Hierbei handelt es sich um eine Infektion an Fuß- und Fingernägeln durch Bakterien oder Pilze. Sie wird häufig durch den Kontakt mit scharfen Reinigungsmitteln begün­stigt. Obwohl der Infektionsherd meist unter den Nägeln liegt, kann zur Behandlung Teebaumöl wegen seiner durch­dringenden antibakteriellen und fungiziden (pilzbekämpfen­den) Eigenschaften wirkungsvoll eingesetzt werden.

Nagelbad

Nehmen Sie täglich Nagelbäder in etwas angewärmtem Oli­ven-, Mandel- oder Avocadoöl (aus der Apotheke), dem Sie einige Tropfen Teebaumöl zugesetzt haben.

Direkte Anwendung

Dreimal täglich einige Tropfen reines Teebaumöl ins Nagel­bett einmassieren. So lange wiederholen, bis die Infektion ausgeklungen ist.


Fußpilz

Naturprodukte Schwarz – Nagelpilz Öl – Pflegeöl zur Nagelhygiene gegen Nagelpilz, 20ml

Oft holt man sich diese Erkrankung in Schwimmbädern oder Sporthallen. Fußpilz ist ansteckend – deshalb möglichst im­mer frische Handtücher verwenden!
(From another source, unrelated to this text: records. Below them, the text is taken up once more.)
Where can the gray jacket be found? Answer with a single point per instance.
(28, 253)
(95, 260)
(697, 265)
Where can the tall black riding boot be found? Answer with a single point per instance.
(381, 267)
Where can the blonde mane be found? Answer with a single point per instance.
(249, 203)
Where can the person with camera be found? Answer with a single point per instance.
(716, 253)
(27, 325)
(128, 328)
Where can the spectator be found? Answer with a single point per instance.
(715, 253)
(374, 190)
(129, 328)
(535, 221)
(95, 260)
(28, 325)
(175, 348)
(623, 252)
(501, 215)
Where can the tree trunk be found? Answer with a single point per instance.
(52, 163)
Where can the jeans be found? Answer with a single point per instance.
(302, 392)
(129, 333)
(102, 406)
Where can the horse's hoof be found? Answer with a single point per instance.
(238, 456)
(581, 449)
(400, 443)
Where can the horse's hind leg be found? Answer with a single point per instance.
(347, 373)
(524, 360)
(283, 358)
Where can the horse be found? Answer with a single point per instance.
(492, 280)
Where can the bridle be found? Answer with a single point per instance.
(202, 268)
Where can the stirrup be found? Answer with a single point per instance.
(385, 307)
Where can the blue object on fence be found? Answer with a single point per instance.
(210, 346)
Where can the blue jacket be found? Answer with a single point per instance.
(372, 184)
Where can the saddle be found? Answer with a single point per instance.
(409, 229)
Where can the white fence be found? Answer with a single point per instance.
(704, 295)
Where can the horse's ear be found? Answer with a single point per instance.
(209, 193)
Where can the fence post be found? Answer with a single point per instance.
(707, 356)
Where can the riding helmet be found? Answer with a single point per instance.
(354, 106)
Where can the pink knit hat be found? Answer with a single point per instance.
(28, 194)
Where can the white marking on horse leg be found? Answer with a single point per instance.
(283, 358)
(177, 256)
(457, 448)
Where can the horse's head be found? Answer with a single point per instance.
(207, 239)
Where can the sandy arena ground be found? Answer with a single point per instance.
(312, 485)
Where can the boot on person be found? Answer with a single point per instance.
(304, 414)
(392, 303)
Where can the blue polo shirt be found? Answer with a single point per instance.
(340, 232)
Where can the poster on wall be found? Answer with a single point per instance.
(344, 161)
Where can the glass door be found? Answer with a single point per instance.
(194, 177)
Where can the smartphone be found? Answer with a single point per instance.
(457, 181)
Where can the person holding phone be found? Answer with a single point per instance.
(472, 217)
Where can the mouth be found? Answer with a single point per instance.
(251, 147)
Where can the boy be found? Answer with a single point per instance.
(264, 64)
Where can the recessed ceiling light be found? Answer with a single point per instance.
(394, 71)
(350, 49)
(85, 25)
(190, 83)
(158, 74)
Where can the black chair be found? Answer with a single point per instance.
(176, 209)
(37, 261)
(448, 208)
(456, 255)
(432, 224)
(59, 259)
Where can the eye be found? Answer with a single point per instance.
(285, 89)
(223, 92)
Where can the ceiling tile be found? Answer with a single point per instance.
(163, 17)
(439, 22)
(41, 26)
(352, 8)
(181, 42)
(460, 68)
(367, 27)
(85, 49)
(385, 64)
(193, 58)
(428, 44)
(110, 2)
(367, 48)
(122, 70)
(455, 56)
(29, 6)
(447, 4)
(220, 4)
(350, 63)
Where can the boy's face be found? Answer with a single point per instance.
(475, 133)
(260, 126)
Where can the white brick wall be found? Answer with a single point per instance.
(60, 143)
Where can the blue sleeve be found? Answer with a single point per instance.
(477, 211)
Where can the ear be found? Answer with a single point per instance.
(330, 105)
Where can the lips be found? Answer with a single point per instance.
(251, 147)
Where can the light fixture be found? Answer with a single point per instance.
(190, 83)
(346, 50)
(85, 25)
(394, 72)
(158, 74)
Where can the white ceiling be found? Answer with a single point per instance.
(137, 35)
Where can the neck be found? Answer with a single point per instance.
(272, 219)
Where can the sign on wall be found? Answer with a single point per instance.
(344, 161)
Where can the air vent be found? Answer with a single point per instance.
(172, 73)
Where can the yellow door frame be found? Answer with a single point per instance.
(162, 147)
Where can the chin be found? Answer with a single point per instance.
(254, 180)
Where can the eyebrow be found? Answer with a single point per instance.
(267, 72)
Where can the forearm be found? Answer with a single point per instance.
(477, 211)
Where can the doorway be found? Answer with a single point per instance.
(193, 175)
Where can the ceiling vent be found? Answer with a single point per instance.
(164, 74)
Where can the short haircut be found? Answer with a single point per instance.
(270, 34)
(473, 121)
Klinische Untersuchun­gen haben gezeigt, dass Teebaumöl ein äußerst wirksames Heilmittel gegen Fußpilz ist, da es stark fungizid (d. h. pilz­abwehrend) wirkt.

Fußbad

Fünf bis zehn Tropfen reines Teebaumöl in eine Schüssel mit warmem Wasser geben und die Füße täglich fünf bis zehn Minuten darin baden.

Lotion

Vermischen Sie 20 Tropfen reines Teebaumöl mit 100 Milli­liter 50-prozentigem Alkohol (aus der Apotheke) und betup­fen Sie die betroffenen Stellen zweimal täglich mit dieser Mischung.

Direkte Anwendung

Nach einem Fußbad die Füße gründlich abtrocknen, dann einige Tropfen reines Teebaumöl in die betroffenen Stellen einmassieren. Zwei- bis dreimal täglich wiederholen, bis Heilung eintritt.

Zur Vorbeugung gegen Fußpilz

• Dem Badewasser acht bis zehn Tropfen reines Tee­baumöl beimischen.

• Die Füße sollten »atmen« können. Deshalb so viel wie möglich barfuß gehen und keine Synthetikstrümpfe tragen.

• Im Schwimmbad unbedingt immer die desinfizierende Fußdusche benutzen.

• Die Füße nach jedem Wa­schen gründlich abtrock­nen – besonders zwischen den Zehen. (Pilze ent­wickeln sich besonders gut in einem feuchtwarmen Klima, wie es gerade an diesen Körperstellen zu finden ist.)

• Die Füße eventuell mit Tal­kum oder einem speziellen Fußpuder behandeln.

Frostbeulen

Frostbeulen sind meistens das Ergebnis von Kälte oder schlechter Durchblutung. Auch Vitamin- und Mineralstoff­mangel können zu diesem Problem beitragen.

Massage

Stellen Sie ein Massageöl aus Oliven-, Mandel- oder Avocadoöl (aus der Apotheke) und reinem Teebaumöl her (Mi­schungsverhältnis: zwei Tropfen Teebaumöl auf einen Teelöf­fel Öl). Massieren Sie damit täglich Ihre Füße – dadurch wird die Durchblutung der betroffenen Stellen stimuliert.

Direkte Anwendung

Tragen Sie einige Tropfen Teebaumöl vorsichtig auf die Frostbeulen auf.

Hühneraugen

Hühneraugen entstehen meist dort, wo uns ein Schuh drückt, und weil sie schmerzhaft sind, meiden wir diese Schuhe dann ganz von selbst.

Klinische Untersuchungen haben gezeigt, dass Teebaumöl auch besonders wirksam gegen Hühneraugen ist. Die Be­handlung kann sich allerdings über einige Wochen hinzie­hen, bis sich Ergebnisse zeigen.

Fußbad

Geben Sie fünf Tropfen reines Teebaumöl in eine Schüssel mit warmem Wasser und baden Sie darin zehn Minuten lang Ihre Füße. Täglich wiederholen.

Direkte Anwendung

Tragen Sie täglich einmal einige Tropfen reines Teebaumöl auf das Hühnerauge auf.